Le Conseil Economique et Social vient de publier un avis sur le rapport de Laurent Bérail à propos du travail des étudiants. Le CES s’est saisi d’un phénomène dont l’ampleur est mal connue et qui, par conséquent, n’est pas au cœur des politiques en direction des étudiants. Il concerne 3 étudiants sur 4 au cours de l’année universitaire, y compris l’été : plus de 40% exercent une activité rémunérée pendant l’année universitaire et 15 à 20% des étudiants travaillent de façon régulière pendant leurs études.

Comme souvent, cette honorable institution développe une analyse et émet des propositions innovantes qui ne considèrent pas le phénomène uniquement d’un point de vue financier mais aussi sous l’angle de l’autonomie, de l’expérience, de l’insertion professionnelle. À bien des égards, une prise en compte accrue du travail étudiant par les universités, par les entreprises et par les pouvoirs publics pourrait avoir des conséquences bénéfiques sur la globalité du système d’enseignement supérieur français.


La réalité du travail étudiant

Le CES fait un constat intéressant de la situation actuelle du travail étudiant. Si les motivations sont principalement financières, elles peuvent également être fondées sur d’autres considérations : le souhait d’autonomie et de reconnaissance sociale, la volonté de découvrir le monde du travail ou la recherche d’expérience professionnelle. Selon des études, le volume horaire de travail, inférieur à 15 heures hebdomadaire, porte peu préjudice à la réussite universitaire ou à la santé physiologique et psychologique des étudiants.


Faire du travail étudiant un atout

Dans un souci de réduire les injustices sociales, le CES affirme qu’il faut minimiser la nécessité du travail étudiant – notamment en rendant le système d’aides sociales en direction des étudiants plus efficace - mais ne s’y oppose pas par principe. À vrai dire, les étudiants eux-mêmes ne s’y opposent pas, sous certaines réserves. L’avis du CES propose donc le développement des atouts du travail étudiant par le rapprochement mutuel du monde du travail et du monde éducatif.

Les universités doivent transformer leur approche de la situation des étudiants salariés. Parmi de nombreuses propositions très concrètes, le CES propose à raison de tirer pleinement parti de la nouvelle mission d’insertion professionnelle des universités : en intégrant le travail étudiant dans le module de projet professionnel ou en le reconnaissant par l’attribution de crédits ECTS. Et pour que cette nouvelle mission d’insertion professionnelle devienne une réalité pour chaque étudiant, l’assemblée détaille les nombreux préalables en termes de moyens matériels et de compétences nécessaires dans les universités.

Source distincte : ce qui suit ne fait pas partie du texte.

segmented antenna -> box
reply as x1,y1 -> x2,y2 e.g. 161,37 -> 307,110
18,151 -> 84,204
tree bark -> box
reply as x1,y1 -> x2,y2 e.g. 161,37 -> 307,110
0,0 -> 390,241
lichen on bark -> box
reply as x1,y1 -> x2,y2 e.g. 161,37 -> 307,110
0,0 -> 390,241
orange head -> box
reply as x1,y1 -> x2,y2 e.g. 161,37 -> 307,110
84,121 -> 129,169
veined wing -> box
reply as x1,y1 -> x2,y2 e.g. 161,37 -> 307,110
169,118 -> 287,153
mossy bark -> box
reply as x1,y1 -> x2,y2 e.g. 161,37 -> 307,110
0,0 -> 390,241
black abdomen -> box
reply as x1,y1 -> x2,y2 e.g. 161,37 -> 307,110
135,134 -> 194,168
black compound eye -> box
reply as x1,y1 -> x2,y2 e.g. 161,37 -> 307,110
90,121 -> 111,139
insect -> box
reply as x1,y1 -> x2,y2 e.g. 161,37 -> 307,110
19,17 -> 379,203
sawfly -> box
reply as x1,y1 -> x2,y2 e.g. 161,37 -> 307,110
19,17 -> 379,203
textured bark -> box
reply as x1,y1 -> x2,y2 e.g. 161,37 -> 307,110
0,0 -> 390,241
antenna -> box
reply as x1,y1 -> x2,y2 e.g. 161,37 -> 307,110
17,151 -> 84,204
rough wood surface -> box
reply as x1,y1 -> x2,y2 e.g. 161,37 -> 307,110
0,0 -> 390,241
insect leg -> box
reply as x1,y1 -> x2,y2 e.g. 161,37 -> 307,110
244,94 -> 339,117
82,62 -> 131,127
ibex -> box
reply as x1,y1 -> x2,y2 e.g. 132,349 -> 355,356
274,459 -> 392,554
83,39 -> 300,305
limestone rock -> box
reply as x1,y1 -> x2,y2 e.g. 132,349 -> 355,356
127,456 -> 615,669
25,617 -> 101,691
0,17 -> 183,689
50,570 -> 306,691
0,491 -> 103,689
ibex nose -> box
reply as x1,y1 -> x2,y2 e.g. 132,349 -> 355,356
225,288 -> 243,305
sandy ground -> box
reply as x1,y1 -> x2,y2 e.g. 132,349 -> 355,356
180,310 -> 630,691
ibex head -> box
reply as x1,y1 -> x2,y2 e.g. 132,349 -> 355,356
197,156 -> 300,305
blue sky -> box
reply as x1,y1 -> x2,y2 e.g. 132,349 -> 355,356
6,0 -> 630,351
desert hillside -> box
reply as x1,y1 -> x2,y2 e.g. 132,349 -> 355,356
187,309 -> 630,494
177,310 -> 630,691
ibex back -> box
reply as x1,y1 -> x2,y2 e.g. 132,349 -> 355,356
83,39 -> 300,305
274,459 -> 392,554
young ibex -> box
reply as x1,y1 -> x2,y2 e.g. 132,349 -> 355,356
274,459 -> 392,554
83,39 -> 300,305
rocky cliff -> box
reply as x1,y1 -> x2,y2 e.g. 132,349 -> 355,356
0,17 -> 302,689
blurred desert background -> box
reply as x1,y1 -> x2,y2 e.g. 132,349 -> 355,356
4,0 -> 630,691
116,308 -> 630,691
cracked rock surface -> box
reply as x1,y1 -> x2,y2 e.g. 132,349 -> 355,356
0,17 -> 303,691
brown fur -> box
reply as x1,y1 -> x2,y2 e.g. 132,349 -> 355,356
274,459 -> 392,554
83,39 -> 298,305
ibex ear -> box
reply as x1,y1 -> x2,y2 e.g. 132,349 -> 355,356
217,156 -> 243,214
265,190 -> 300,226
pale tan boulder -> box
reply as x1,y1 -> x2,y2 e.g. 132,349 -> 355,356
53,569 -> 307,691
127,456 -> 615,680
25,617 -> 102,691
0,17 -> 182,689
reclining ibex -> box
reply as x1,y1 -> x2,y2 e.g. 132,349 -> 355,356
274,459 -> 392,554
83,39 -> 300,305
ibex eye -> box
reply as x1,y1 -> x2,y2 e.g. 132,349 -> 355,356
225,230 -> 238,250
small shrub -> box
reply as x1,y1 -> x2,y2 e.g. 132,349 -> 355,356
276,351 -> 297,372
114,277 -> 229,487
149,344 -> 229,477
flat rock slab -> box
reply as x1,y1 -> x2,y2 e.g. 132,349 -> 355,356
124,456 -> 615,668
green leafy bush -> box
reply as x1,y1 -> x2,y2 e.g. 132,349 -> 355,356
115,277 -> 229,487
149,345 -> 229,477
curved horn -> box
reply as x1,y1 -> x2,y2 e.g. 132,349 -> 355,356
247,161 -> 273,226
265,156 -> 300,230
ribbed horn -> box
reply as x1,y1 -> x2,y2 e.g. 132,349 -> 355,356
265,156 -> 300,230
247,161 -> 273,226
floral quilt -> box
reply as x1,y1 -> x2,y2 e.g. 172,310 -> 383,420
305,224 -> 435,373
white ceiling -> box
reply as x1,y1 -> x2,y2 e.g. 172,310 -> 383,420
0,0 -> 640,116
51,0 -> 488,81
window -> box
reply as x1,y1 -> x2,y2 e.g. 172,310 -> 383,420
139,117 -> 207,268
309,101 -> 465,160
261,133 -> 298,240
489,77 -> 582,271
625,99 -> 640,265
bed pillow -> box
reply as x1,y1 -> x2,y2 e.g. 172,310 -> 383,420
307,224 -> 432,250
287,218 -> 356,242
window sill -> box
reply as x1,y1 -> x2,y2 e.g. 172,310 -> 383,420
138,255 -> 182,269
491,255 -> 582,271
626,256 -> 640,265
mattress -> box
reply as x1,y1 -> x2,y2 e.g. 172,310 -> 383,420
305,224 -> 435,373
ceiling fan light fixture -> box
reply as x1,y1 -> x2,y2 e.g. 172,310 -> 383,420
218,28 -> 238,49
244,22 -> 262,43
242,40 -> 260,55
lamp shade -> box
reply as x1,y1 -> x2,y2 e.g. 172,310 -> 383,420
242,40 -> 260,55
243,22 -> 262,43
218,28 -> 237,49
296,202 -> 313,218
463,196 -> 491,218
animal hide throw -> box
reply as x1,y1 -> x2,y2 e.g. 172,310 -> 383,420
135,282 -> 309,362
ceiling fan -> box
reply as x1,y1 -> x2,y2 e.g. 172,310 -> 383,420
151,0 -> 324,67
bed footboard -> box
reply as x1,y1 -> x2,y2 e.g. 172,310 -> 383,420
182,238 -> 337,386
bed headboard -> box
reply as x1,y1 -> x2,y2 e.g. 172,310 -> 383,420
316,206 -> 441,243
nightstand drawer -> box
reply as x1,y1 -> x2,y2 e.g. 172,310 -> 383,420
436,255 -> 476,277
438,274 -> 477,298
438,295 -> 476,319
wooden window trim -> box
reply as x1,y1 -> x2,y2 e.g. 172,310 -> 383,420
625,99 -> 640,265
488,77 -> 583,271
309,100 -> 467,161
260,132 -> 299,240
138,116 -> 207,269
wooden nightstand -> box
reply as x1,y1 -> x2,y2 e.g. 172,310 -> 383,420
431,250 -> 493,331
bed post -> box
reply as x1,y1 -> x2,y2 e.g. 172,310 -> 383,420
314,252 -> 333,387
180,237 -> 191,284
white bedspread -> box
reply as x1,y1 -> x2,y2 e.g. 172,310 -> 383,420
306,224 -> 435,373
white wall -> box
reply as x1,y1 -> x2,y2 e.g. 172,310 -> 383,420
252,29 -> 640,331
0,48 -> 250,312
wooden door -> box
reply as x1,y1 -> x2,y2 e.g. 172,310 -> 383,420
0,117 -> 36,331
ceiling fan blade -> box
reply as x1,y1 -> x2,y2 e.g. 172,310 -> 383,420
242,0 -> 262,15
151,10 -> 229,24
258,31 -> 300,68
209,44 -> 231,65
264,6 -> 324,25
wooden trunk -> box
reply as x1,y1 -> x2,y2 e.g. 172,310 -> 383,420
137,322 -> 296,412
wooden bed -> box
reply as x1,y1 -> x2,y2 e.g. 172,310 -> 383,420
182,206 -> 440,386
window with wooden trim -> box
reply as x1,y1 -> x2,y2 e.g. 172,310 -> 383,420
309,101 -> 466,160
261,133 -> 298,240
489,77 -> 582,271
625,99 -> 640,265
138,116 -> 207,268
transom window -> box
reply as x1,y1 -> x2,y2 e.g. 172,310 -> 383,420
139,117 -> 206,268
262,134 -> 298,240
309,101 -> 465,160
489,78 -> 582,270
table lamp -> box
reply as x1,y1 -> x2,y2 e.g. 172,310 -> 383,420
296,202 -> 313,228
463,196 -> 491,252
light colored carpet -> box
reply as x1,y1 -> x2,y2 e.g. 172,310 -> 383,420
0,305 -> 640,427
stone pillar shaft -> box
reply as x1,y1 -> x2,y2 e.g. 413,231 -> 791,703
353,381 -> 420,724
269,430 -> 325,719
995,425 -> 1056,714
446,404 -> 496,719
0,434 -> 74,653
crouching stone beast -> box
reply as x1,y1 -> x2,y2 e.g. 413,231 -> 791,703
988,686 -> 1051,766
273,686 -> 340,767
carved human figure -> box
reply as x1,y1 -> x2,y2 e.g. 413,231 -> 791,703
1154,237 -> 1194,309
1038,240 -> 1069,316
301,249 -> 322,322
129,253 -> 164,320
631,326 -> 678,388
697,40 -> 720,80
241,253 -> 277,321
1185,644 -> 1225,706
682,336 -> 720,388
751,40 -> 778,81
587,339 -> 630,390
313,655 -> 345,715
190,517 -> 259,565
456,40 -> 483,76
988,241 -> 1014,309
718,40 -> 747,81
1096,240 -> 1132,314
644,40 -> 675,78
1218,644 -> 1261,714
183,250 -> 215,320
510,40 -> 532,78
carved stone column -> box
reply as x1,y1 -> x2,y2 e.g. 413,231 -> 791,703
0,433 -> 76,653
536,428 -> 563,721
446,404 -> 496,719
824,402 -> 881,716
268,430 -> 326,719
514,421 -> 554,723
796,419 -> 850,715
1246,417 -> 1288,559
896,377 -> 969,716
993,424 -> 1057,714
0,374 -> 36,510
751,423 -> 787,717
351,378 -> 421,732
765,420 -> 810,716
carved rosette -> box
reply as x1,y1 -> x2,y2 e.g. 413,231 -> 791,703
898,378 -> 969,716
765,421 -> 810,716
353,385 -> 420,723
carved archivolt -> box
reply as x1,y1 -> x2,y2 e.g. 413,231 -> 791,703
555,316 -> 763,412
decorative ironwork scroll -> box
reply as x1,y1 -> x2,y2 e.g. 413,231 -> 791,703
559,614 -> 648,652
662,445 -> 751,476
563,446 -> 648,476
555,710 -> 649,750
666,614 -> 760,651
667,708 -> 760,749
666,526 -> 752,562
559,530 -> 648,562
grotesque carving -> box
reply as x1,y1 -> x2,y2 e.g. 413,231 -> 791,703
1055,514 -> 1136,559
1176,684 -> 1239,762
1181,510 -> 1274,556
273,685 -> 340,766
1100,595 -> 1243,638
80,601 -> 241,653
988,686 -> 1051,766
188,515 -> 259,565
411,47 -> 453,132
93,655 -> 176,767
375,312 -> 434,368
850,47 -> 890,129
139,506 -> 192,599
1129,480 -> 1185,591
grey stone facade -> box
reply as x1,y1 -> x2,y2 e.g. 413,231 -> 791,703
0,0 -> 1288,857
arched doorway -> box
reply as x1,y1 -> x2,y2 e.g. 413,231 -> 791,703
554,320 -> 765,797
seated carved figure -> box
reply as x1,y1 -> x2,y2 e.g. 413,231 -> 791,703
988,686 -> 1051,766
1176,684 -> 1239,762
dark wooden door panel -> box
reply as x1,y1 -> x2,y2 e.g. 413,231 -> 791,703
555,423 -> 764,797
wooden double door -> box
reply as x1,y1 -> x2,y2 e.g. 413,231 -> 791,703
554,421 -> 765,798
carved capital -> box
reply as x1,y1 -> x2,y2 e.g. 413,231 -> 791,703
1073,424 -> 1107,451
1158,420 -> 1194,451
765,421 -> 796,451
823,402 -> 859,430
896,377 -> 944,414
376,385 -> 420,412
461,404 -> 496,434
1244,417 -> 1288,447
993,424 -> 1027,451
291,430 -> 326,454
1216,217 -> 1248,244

À la lecture de cette analyse experte de la situation, il ne faut pas oublier que les obstacles, notamment politiques, pour permettre de répondre à ces exigences sont nombreux dans les universités. La prise en compte du salariat étudiant dans le cursus universitaire afin d'en faire un atout est un des principaux combats de la Confédération Etudiante. L’Unef, quant à elle, s’oppose à ces propositions. Pour ce syndicat, l’insertion professionnelle ne peut se faire que grâce au diplôme ou à la qualification et n’envisage le salariat étudiant que sous l’angle financier. Dans les entreprises, les spécificités des salariés étudiants doivent être prises en compte, notamment par une évolution du droit social, avec l’instauration d’un "congé de droit pour les examens".

Cette volonté de valoriser le travail des étudiants est toutefois limitée. Pour le CES, le système d’aides sociales doit être suffisamment performant pour qu’aucun étudiant ne soit contraint de travailler au-delà de 15 heures par semaine.

Ce rapport est, en somme, une mine de propositions très concrètes pour améliorer les conditions d’études et de vie des étudiants et pour créer les ponts indispensables entre le monde du travail et le monde éducatif.